Era o ano de 1990. Data para mim sempre repassada de alguma tristeza, pois foi
naquele ano que para aquela cidade me dirigi com familiares a fim de visitar a
sepultura de Cunha e Silva, meu pai. Foi o encontro da crítica com a poesia,
encontro, sim, porque, de certa maneira, para mim poesia e crítica se
complementam. Foi um encontro feliz regido pelo mero acaso das circunstâncias
da vida terrena.
Quando lhe perguntei pelo nome, V. me respondeu: "Elmar
Carvalho." Lhe disse na época que tinha nome de poeta, talvez por associar
a sílaba "El" à "mar", que, para meus ouvidos, me soam
liricamente, ou seja, a natureza simbolizada pelo significante/significado
"mar" sempre me recorda o apego de alguns poetas ao mar, às ondas, à
força da natureza, bela e por vezes desafiadora. Camões, Fernando Pessoa, Vicente de Carvalho.
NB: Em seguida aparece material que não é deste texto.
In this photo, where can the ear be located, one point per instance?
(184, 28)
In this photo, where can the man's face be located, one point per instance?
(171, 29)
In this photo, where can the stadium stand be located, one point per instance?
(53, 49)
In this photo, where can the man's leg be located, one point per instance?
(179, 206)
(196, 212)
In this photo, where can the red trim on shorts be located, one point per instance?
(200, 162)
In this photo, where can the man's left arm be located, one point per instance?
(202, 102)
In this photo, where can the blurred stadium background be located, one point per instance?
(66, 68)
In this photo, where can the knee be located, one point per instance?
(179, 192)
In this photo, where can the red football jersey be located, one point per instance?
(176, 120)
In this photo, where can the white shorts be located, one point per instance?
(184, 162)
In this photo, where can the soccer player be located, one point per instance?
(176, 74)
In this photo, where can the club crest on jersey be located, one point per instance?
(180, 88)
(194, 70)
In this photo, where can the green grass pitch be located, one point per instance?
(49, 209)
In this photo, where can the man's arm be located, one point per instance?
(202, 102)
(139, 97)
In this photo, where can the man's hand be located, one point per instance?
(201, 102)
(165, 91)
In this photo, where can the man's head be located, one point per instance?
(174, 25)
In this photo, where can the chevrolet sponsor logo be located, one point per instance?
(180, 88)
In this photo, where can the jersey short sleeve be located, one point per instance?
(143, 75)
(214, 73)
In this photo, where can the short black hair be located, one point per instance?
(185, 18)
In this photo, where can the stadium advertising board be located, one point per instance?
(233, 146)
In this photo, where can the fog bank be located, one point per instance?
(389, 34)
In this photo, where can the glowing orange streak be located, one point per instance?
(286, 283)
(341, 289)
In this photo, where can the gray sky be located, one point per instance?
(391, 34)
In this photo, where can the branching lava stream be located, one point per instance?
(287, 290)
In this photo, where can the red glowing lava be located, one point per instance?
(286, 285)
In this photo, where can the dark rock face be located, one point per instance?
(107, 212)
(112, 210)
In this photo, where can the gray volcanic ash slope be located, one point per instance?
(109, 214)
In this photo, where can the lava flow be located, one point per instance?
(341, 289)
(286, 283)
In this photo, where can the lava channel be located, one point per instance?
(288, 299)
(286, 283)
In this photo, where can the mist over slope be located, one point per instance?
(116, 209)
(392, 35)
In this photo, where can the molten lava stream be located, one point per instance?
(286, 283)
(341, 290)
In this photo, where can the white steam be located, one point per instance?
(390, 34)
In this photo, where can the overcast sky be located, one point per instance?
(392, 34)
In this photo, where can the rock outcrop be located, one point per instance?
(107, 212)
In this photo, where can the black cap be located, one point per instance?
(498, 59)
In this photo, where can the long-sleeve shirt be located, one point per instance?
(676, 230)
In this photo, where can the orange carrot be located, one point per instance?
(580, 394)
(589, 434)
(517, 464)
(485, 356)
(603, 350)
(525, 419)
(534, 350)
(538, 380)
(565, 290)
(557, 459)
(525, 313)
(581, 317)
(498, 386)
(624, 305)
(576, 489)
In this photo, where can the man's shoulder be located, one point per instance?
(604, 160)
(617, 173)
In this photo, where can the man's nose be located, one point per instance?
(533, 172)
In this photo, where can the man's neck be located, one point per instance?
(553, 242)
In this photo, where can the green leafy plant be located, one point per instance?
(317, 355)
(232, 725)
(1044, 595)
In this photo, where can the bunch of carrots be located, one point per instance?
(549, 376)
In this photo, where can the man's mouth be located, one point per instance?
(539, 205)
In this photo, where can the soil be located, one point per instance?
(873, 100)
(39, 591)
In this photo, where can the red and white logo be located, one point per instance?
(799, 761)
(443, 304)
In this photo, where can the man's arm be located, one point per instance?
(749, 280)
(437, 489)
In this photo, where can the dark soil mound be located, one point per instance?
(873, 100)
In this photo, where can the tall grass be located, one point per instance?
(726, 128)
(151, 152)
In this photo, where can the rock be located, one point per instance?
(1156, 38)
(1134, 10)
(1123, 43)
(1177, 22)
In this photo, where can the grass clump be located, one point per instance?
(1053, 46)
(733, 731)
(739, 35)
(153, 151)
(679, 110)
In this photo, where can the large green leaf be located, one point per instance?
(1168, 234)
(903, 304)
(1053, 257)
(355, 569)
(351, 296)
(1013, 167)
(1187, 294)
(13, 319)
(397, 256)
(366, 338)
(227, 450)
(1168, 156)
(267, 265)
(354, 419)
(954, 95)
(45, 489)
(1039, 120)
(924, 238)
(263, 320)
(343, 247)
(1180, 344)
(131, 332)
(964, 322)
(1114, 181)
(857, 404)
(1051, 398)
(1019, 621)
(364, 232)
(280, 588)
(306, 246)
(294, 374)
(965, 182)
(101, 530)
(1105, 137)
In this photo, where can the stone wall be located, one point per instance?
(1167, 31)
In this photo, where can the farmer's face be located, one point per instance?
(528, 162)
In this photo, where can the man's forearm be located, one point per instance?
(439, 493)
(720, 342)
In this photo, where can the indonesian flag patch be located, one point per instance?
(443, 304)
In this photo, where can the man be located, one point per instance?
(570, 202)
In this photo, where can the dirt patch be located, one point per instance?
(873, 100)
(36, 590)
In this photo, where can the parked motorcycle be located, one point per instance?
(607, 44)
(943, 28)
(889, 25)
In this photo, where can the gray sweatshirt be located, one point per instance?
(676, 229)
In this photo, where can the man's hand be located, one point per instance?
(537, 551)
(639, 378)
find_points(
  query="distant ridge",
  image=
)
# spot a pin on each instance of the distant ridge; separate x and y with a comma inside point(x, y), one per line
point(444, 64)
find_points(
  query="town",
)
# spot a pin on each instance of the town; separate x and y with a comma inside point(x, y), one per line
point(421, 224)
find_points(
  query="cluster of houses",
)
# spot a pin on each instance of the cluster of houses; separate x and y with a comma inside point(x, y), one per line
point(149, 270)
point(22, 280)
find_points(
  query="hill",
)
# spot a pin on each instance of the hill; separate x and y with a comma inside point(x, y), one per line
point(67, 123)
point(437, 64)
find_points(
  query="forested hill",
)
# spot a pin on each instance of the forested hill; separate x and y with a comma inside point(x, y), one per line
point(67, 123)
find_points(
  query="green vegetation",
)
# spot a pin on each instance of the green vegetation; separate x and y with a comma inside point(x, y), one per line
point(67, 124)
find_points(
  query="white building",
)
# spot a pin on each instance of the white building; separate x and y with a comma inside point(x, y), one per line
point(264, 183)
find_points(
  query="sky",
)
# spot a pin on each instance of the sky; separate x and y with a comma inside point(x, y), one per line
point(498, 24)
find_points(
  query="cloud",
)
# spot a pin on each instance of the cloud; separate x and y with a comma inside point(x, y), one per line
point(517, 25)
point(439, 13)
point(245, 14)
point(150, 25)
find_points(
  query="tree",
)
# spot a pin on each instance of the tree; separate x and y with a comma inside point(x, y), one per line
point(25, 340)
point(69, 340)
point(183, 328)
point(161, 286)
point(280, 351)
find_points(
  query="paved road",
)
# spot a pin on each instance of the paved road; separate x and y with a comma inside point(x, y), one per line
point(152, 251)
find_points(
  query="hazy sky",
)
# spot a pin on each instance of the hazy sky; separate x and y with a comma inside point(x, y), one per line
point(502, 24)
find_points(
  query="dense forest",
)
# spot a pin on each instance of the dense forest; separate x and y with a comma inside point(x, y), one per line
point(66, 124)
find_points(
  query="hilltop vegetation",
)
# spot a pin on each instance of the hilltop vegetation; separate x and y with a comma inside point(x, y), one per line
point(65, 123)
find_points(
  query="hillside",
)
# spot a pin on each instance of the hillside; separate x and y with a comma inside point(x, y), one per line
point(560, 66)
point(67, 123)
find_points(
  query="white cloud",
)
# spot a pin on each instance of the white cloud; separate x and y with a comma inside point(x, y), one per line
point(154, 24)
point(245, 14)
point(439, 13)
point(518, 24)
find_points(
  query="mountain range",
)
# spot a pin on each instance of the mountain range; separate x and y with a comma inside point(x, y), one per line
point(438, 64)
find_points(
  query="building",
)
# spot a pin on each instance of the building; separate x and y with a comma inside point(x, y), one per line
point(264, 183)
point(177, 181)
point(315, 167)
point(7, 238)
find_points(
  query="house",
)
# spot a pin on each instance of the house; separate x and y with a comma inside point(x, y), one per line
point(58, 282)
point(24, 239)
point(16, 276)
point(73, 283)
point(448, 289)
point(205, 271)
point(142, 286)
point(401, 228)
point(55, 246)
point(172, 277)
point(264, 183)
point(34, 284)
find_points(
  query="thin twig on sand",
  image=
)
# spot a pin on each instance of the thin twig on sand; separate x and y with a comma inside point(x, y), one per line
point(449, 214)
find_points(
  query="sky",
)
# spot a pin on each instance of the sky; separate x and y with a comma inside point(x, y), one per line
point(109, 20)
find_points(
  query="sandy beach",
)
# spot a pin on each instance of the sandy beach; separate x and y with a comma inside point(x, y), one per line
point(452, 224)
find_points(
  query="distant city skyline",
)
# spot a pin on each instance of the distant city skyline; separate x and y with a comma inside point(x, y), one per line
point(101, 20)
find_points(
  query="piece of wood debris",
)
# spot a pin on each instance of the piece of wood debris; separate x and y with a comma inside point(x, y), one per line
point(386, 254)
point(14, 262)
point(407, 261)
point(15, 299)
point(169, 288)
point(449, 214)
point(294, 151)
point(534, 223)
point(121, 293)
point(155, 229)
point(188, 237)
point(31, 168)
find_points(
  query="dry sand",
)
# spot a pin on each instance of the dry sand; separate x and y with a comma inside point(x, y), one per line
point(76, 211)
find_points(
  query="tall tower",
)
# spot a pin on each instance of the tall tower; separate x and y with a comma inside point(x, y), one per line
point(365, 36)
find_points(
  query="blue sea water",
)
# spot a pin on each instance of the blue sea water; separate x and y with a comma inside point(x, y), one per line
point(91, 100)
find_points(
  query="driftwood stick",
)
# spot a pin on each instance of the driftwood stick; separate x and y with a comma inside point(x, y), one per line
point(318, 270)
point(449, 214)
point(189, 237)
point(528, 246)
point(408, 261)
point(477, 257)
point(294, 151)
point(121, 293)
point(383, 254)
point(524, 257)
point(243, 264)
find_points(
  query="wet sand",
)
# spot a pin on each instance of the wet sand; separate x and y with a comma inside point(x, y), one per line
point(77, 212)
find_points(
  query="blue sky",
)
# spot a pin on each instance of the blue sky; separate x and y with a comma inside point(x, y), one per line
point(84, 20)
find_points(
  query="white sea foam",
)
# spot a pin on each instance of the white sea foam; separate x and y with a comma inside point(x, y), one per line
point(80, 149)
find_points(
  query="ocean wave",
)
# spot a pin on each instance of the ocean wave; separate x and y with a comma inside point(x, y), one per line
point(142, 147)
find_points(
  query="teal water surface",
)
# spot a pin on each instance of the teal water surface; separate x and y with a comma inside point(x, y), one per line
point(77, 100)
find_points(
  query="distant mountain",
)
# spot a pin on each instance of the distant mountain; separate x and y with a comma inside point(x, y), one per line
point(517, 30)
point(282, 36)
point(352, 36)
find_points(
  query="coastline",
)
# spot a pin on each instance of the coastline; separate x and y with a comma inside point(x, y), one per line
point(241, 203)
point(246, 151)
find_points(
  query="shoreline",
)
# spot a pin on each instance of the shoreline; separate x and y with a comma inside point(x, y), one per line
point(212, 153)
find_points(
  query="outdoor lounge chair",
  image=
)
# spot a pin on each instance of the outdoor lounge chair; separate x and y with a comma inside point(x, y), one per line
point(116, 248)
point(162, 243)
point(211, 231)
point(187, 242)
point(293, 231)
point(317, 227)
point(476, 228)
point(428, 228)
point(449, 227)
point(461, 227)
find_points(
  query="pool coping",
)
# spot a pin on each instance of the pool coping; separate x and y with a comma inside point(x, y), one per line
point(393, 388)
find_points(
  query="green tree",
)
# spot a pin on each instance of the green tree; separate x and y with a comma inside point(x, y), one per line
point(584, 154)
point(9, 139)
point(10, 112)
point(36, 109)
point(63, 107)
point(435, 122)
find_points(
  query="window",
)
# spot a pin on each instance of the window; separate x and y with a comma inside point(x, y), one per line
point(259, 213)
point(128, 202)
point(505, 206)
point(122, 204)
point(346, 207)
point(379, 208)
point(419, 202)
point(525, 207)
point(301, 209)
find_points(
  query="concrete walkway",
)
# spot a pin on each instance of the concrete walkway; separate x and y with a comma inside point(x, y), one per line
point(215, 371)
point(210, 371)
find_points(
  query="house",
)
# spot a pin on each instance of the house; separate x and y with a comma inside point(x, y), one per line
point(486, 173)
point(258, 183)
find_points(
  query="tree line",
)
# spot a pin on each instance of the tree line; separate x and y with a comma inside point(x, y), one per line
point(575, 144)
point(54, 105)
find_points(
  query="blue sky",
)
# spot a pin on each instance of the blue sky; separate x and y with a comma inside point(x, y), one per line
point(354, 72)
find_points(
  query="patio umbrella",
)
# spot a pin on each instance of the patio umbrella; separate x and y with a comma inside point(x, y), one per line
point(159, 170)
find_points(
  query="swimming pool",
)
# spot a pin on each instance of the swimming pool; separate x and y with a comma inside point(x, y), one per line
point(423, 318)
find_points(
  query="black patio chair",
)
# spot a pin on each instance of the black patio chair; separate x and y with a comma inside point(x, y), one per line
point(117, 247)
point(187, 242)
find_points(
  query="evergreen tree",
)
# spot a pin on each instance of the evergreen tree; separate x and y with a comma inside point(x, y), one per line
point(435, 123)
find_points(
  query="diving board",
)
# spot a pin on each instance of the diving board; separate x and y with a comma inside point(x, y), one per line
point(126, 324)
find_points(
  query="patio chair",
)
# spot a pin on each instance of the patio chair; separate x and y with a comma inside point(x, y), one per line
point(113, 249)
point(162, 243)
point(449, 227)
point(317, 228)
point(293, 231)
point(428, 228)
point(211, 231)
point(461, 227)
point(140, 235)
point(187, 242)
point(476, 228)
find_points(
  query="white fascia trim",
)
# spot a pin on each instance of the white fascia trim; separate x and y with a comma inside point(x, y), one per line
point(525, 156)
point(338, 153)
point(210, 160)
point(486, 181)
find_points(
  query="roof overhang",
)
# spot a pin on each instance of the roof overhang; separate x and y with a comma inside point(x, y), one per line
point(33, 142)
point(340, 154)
O encontro foi duradouro, permanece até hoje, em outra época,
a da pressa, das virtuais formas de comunicação. Porém, o verdadeiro encontro
foi com a sua poesia, uma vez que é no domínio estético que os espíritos mais
se identificam e se entendem, mesmo no silêncio, mesmo na distância. E a poesia
sua me disse o que V. talvez não me pudesse dizer no ramerrão da vida apressada
e avassaladora de tempos pós-modernos.
Li toda a sua poesia que me chegou às mãos vibrei com alguns
poemas seus e, de alguma forma, me tornei seu crítico, ou, pelo menos, quem
mais tenha escrito sobre o que produziu.
Reafirmo-lhe que logo senti em V. a força da poesia, tanto na
expressividade das metáforas, quanto na originalidade dos ritmos, das
aliterações, no jogo complexo da linguagem poética, sempre formulada com o
suporte técnico, experimental do fazer poético com a sensibilidade de nos
mostrar que se ama a natureza, a geografia poética, os fatos históricos,
através da comunicação poética. E, durante os anos de maior fervor de produzir
poesia, V. deu muito de si e procurou a companhia das musas por direito do
talento e da preparação para esse gênero literário, quiçá o mais importante de
todos porquanto é na poesia que se dá o encontro com o visível e o invisível,
com a imagem e as virtualidades, com a existência humana e suas contradições e,
sobretudo, com o encontro final, em vida, que é um ajuste de contas com o mundo
das palavras pelas palavras, pelo que possam dizer ou ocultar, afirmar e negar,
e até mesmo exprimir o indizível, o que, no caso, a leva ao hermetismo, ao
puramente estético. A leitura poética não é conduzir o leitor a conhecer uma
história, a mas a pensar os sentidos das palavras, ou as formas (metafóricas)
de tentar entender o mundo, os seres e sobretudo a magia da linguagem e dos
sons tão próximos da música.
Fico feliz porque cumpriu, na vida pessoal, as funções que
exerceu e o seu texto rememorativo o faz com a elegância e a dignidade de um
escritor que sabe respeitar-se e respeitar seus pares.